I may be unduly optimistic in thinking this, but these are rainy-day
purchases. I say that because I'd be surprised if the Supreme
Court-yes, even this Supreme Court-upholds Kacsmaryk's ruling,
which is likely to come before it in the not-very-distant future. I
wouldn't be surprised if the dynamic (or dinosauric) duo of Thomas and
Alito vote to uphold it, but I'd wager at least ten (10) (X) dollars
that the three Democratic appointees will be joined by the chief justice
and at least one other associate in striking it down. There are so many
reasons the justices can choose to override Kacsmaryk, including the
dubious standing of the plaintiffs (none of whom were women who'd
taken the pill), the judge's misstatements of fact in arguing the
perils to health that mifepristone allegedly posed, and a host of
Supreme Court precedents that have held that courts must defer to the
scientifically grounded decisions of federal agencies that Congress
empowered to make scientifically grounded decisions.

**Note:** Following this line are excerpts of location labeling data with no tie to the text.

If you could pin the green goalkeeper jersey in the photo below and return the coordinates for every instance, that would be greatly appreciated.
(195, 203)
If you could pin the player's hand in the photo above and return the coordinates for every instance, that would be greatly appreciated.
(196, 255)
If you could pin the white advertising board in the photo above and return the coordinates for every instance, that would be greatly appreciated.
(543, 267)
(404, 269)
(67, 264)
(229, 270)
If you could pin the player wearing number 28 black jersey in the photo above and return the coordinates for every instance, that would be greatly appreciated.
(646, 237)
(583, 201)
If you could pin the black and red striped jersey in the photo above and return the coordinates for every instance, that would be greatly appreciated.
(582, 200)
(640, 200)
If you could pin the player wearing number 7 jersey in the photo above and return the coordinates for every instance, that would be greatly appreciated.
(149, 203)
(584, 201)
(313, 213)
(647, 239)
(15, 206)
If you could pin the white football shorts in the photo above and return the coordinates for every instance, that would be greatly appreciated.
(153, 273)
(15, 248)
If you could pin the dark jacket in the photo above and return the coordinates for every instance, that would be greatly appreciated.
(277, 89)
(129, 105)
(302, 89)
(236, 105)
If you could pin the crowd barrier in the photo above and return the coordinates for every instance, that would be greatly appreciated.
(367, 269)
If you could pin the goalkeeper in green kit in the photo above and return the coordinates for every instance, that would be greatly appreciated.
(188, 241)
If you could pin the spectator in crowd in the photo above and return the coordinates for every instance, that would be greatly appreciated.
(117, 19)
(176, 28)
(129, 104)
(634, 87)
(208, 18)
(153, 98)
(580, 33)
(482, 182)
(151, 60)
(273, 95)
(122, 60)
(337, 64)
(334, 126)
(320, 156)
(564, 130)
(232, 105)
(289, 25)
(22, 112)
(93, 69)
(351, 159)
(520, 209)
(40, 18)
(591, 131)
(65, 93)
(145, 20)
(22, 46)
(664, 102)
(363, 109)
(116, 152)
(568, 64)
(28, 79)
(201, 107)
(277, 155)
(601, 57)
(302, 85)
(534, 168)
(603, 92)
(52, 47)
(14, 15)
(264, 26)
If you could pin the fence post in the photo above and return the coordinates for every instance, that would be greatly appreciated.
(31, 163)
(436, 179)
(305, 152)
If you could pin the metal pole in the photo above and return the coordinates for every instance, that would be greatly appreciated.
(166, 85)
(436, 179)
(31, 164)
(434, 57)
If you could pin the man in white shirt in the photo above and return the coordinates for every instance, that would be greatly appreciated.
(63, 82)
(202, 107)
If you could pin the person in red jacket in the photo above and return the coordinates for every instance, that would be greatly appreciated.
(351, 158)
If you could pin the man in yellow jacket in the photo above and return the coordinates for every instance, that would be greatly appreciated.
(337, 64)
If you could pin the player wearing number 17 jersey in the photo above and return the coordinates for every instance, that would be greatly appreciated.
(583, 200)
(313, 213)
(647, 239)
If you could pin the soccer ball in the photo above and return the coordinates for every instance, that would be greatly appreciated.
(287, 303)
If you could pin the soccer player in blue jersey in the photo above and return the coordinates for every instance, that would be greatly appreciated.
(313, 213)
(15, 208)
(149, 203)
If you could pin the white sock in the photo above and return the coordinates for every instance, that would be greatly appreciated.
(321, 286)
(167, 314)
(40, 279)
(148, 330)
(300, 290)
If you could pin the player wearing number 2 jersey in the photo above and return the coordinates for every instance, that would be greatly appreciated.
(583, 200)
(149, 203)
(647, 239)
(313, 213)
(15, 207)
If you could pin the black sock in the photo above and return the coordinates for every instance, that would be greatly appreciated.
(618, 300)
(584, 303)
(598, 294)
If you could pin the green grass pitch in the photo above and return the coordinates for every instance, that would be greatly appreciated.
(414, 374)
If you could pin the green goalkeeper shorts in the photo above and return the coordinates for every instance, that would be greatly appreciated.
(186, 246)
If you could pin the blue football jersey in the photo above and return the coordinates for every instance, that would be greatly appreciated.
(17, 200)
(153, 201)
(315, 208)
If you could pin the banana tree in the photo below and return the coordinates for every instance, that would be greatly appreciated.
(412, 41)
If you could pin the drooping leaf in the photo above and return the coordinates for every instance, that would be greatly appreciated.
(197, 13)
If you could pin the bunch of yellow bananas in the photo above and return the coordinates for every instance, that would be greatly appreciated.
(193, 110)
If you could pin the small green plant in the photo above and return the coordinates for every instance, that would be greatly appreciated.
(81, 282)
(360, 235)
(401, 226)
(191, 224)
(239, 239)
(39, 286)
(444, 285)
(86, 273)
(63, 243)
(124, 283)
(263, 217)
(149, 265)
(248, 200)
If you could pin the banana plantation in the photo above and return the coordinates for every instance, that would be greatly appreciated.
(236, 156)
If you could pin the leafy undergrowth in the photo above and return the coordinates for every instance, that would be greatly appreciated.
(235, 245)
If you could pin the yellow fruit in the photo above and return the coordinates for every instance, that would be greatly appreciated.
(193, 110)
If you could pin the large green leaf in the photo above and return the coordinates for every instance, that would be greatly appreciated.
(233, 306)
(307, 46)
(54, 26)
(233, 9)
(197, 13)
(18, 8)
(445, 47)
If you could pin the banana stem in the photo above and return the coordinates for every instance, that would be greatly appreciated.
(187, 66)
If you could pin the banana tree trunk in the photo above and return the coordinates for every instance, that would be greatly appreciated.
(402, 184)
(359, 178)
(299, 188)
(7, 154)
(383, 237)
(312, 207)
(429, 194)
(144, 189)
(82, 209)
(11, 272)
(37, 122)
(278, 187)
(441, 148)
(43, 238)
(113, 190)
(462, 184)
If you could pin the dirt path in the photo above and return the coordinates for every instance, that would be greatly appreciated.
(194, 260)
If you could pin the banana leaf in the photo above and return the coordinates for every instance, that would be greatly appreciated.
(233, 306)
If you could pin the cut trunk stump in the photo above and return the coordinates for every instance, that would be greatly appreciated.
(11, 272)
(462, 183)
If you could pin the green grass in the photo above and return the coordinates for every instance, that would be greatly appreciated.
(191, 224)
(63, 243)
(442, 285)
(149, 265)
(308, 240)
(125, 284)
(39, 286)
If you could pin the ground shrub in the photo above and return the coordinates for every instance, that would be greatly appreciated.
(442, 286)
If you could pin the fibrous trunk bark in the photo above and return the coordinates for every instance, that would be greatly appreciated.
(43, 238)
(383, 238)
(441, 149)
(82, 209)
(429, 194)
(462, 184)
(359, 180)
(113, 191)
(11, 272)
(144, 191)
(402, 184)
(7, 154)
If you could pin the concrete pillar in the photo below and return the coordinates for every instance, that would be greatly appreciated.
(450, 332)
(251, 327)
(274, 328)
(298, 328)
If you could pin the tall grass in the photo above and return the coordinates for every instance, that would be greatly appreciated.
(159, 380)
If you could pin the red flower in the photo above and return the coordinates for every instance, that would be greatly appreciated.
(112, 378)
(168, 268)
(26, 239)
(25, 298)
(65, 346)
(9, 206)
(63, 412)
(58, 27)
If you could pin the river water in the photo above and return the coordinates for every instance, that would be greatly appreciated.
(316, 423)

None of that should
deter Alito and Thomas, but I suspect at least one of the three Trump
appointees on the bench, and possibly more than one, will welcome the
lack-of-standing issue as a way to overturn Kacsmaryk without actually
taking a position on abortion as such. That, in turn, leads me to think
that there will be a majority decision overturning Kacsmaryk, and a
concurring opinion from at least the three Court liberals that also
affirms the right to choose.

Meanwhile, the blue-state pushback against last Friday's judicial
jihad goes beyond the stocking-up of pills. In this case, though, it's
not really a state. At the same time that California Gov. Newsom was
announcing the pill purchase, officials in the state's (and the
nation's) largest county-Los Angeles, population ten million, which
makes it larger than about 40 states-announced they were going one
step further. Leaders of the County Board of Supervisors, as well as Los
Angeles City Mayor Karen Bass, held a press conference
<[link removed]>
with the leader of L.A.'s Planned Parenthood chapter and declared the
county a "safe haven" for abortion rights. What made this particularly
groundbreaking was the separate announcement by L.A. County's elected
district attorney that his office would not prosecute cases involving
individual reproductive care, as well as an announcement from the
county's elected sheriff that sheriff's deputies "will not cooperate
with attempts to prosecute people who are seeking abortion care."

Presumably, that means that if the Supreme Court upholds Kacsmaryk but
Angelenos are still able to purchase or otherwise obtain mifepristone,
no arrests or prosecutions will follow. It may also mean that no action
would be taken against pharmacies still selling the drug if they're
somehow able to obtain it.

Echoes here of Andrew Jackson's probably apocryphal comment that Chief
Justice "John Marshall has made his decision; now let him enforce it!"

But if this is now effectively the law in America's largest county,
why not in its second-largest (Cook County, Illinois, home to Chicago)?
Why not in New York's boroughs, in San Francisco, in Seattle's King
County, and so on down the liberal line? The United States is no
stranger to the geography of resistance, as several Northern states and
cities demonstrated in the 1850s by their resistance to enforcing the
Fugitive Slave Act. As our current not-quite civil war rolls on,
that's a pretty good model to follow.